Vince Gilligan has introduced “Pluribus,” a project that examines the hypothetical implementation of an artificial intelligence-led society.
The work, featured in Foreign Policy, departs from traditional dystopian narratives to explore whether a governance system managed by AI could produce outcomes superior to human-led administration. Rather than focusing on the collapse of social order, the project analyzes the potential for algorithmic efficiency to resolve systemic failures in public policy and resource distribution.
This shift in thematic focus marks a transition for Gilligan, whose previous work centered on the degradation of individual morality and the consequences of personal choice. “Pluribus” moves the scale of inquiry from the individual to the systemic, weighing the loss of human agency against the possibility of a more stable, optimized social structure.
Algorithmic Governance and Institutional Stakes
The premise of the project coincides with ongoing global efforts to establish frameworks for AI autonomy.
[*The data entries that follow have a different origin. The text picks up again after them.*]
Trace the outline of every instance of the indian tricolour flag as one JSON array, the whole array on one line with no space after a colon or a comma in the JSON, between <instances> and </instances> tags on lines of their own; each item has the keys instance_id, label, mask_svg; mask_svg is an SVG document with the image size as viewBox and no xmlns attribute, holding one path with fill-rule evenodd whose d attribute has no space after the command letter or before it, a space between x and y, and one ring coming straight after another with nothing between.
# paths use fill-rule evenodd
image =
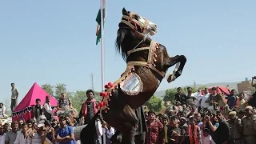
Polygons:
<instances>
[{"instance_id":1,"label":"indian tricolour flag","mask_svg":"<svg viewBox=\"0 0 256 144\"><path fill-rule=\"evenodd\" d=\"M106 18L106 0L101 0L102 2L102 11L103 11L103 23L105 22ZM96 17L96 22L98 23L97 30L96 30L96 45L100 42L102 35L101 35L101 8L99 9L97 17Z\"/></svg>"}]
</instances>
The European Union’s AI Act and various United Nations resolutions have sought to categorize AI systems by risk level, specifically targeting “high-risk” applications in critical infrastructure and law enforcement.
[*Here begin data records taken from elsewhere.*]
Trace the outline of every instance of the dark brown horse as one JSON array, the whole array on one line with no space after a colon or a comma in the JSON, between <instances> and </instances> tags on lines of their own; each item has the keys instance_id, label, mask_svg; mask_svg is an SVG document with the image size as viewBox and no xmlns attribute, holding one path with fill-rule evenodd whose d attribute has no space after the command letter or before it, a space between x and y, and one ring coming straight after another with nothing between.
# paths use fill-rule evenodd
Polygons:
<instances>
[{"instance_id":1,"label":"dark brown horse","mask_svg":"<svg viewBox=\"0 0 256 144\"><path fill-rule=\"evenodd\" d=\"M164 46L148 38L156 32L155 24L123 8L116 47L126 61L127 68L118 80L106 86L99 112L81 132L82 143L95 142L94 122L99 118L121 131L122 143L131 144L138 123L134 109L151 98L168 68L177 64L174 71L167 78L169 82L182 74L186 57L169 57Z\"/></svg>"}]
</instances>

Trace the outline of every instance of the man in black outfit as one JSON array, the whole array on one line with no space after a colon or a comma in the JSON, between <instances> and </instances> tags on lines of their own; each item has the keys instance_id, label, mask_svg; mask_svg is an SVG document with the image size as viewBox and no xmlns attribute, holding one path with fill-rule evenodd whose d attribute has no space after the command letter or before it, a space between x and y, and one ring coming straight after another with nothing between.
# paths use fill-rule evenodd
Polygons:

The central tension in “Pluribus” mirrors these institutional debates: the trade-off between the predictability of code and the volatility of human judgment. By questioning if an AI-led society would be “that bad,” the project engages with the “alignment problem,” a technical and philosophical challenge in AI development where the goal is to ensure that an AI’s objectives remain compatible with human values.
Current geopolitical competition over AI supremacy has largely focused on military and economic advantages. However, the discourse surrounding “Pluribus” shifts the focus toward the administrative application of the technology, suggesting a scenario where AI does not merely assist human leaders but replaces the decision-making apparatus of the state.
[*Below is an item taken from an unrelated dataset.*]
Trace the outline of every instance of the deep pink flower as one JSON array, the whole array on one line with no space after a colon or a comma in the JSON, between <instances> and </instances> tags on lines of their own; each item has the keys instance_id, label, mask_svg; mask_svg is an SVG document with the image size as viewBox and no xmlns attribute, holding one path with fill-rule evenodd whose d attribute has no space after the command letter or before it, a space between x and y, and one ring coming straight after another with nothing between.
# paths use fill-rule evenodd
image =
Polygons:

The Role of Predictive Logic
The project explores the application of predictive logic to social engineering. In a system led by AI, governance would rely on the analysis of massive datasets to preempt social unrest or economic volatility. This approach replaces the reactive nature of traditional politics with a proactive, data-driven model of stability.
This model challenges the necessity of political compromise, as decisions would be based on optimized outputs rather than negotiated interests. The project examines the psychological impact of this transition, specifically how citizens might adapt to a world where the logic of governance is opaque but the results are demonstrably efficient.
The project remains in development as international regulatory bodies continue to debate the legality of autonomous decision-making in public governance.